Path: utzoo!attcan!uunet!zaphod.mps.ohio-state.edu!usc!ucsd!ucbvax!agate!bionet!arisia!roo!cutting
From: cutting@parc.xerox.com (Doug Cutting)
Newsgroups: comp.arch
Subject: Re: >32 bits: why?
Message-ID: <CUTTING.90Oct26093955@elsinore.parc.xerox.com>
Date: 26 Oct 90 16:39:55 GMT
References: <AGLEW.90Oct23161224@bach.crhc.uiuc.edu>
	<1990Oct25.011034.3664@ingres.Ingres.COM>
	<1990Oct26.012815.11941@watdragon.waterloo.edu>
Sender: news@parc.xerox.com
Organization: Xerox PARC, Palo Alto, CA
Lines: 29
In-reply-to: tbray@watsol.waterloo.edu's message of 26 Oct 90 01:28:15 GMT

In article <1990Oct26.012815.11941@watdragon.waterloo.edu> tbray@watsol.waterloo.edu (Tim Bray) writes:

   One counter-example is text databases.  Given the blurring between semantics
   and structure in text, and the need to support things like full text search,
   it is often necessary that pointers have character granularity.  And indexes,
   which need to be persistent, are just collections of pointers.  And text
   databases larger than 2^32 are starting to be come rather un-rare.

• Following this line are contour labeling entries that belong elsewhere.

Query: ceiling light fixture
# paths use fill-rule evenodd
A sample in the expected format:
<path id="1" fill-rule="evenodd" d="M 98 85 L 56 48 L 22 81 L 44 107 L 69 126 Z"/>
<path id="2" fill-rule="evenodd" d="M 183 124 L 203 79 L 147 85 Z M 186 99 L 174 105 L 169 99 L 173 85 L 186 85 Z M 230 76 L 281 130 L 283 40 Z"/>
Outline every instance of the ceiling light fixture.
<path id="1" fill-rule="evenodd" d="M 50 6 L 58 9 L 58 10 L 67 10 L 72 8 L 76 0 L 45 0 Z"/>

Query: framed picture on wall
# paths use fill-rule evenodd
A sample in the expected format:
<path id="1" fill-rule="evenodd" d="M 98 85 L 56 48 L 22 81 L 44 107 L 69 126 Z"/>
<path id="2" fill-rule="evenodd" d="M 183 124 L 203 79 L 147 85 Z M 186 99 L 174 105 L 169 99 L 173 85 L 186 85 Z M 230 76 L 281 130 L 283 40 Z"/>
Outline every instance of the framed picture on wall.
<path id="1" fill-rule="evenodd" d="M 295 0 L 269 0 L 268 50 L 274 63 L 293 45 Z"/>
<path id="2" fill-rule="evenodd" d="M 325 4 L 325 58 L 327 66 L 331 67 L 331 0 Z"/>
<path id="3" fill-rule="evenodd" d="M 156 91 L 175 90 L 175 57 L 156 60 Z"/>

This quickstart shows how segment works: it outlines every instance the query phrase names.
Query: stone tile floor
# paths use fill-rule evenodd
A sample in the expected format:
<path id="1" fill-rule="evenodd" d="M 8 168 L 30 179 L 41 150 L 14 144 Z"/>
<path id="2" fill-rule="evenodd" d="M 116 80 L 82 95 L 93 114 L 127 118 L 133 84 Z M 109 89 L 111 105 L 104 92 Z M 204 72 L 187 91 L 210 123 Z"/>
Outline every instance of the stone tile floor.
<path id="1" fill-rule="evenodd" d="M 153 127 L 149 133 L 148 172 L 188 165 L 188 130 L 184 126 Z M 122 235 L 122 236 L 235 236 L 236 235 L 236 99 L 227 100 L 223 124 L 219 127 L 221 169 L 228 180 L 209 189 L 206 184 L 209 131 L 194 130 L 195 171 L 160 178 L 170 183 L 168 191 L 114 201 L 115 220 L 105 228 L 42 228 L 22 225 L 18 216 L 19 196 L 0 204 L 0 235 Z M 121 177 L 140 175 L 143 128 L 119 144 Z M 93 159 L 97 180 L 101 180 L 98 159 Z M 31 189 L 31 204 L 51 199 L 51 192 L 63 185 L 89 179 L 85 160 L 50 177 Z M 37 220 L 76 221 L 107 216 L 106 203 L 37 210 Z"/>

   Of course, there are ways to work around this, just as there are ways to
   more-or-less do real computation on 16 bit computers.  But there are many
   wins from having your persistent pointers effiently dealt with via 
   word-oriented computer operations.  For example, a not-uncommon text database
   operation might be: which of these 1.87 million citations (pointers starting
   at 0x23fc8932 in the index) contain instances of both "Japan" (37,210
   occurrences in the database) and "telephone" (41,881 occurrences).  There
   are algorithms that can do the pointer manipulations and give you answers
   pretty quick, but they run a lot better if you can do a lot of the
   comparisons and moves in hardware.

In the text indexing literature one usually speaks of addressing words
within documents, not characters within databases.  2^32 is large
enough to hold both the number of documents in todays large text
databases and the number of words (or characters) in the largest
individual documents.  Perhaps you regard this as a workaround, but it
too allows optimizations.  When intersecting document-major citation
lists one can skip all the occurences within a document if that
document does not occur in the other citation list.

	Doug